As exigências físicas e mentais a que esses trabalhadores estão submetidos durante as atividades realizadas – pressão temporal, interrupções constantes, repetição de ações e movimentos, pressão pelo atingimento de metas e tempo para descanso, entre outros fatores – foram consideradas muito altas por 47,9% deles. Além disso, 50,9% admitiram excesso de trabalho.

 As mulheres (72,5%) representam a maioria dos trabalhadores e trabalhadoras invisíveis da saúde. São pretos/pardos 59%. A pesquisa mostra que 32,9% deles são jovens com até 35 anos, e a maior parte (50,3%) se encontra na faixa etária entre 36 e 50 anos. Ainda assim, embora sejam relativamente jovens, 23,9% admitiram ter comorbidade anterior à COVID-19, chamando a atenção para: 31,9% hipertensão; 15,1% obesidade; 12,9% doenças pulmonares; 11,7% depressão; e diabetes 10,4%.

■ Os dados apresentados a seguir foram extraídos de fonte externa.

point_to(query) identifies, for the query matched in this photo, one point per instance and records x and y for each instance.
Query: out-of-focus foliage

 Mais da metade (52,6%) trabalha nas capitais e regiões metropolitanas. O estabelecimento de atuação predominante são os hospitais públicos (29,3%), seguidos pela atenção primária em saúde (27,3%) e os hospitais privados (10,7%). Os resultados da pesquisa também revelam que 85,5% possuem jornada de trabalho de até 60 horas semanais, e 25,6% necessitam de outro emprego para sobreviver.

 

“Temos depoimentos recorrentes da realização de ‘plantões extras’ para cobrir o colega faltoso – por afastamento provocado por contaminação ou morte por COVID-19 –, mas eles não consideram essa atividade outro emprego, e sim um bico. Muitos deles declaram fazer atividade extra como pedreiro, ajudante de pedreiro, segurança ou porteiro de prédio residencial ou comercial, mototáxi, motorista de aplicativo, babá, diarista, manicure, vendedores ambulantes etc. É um mundo muito desigual e socialmente inaceitável”, explica a coordenadora do estudo.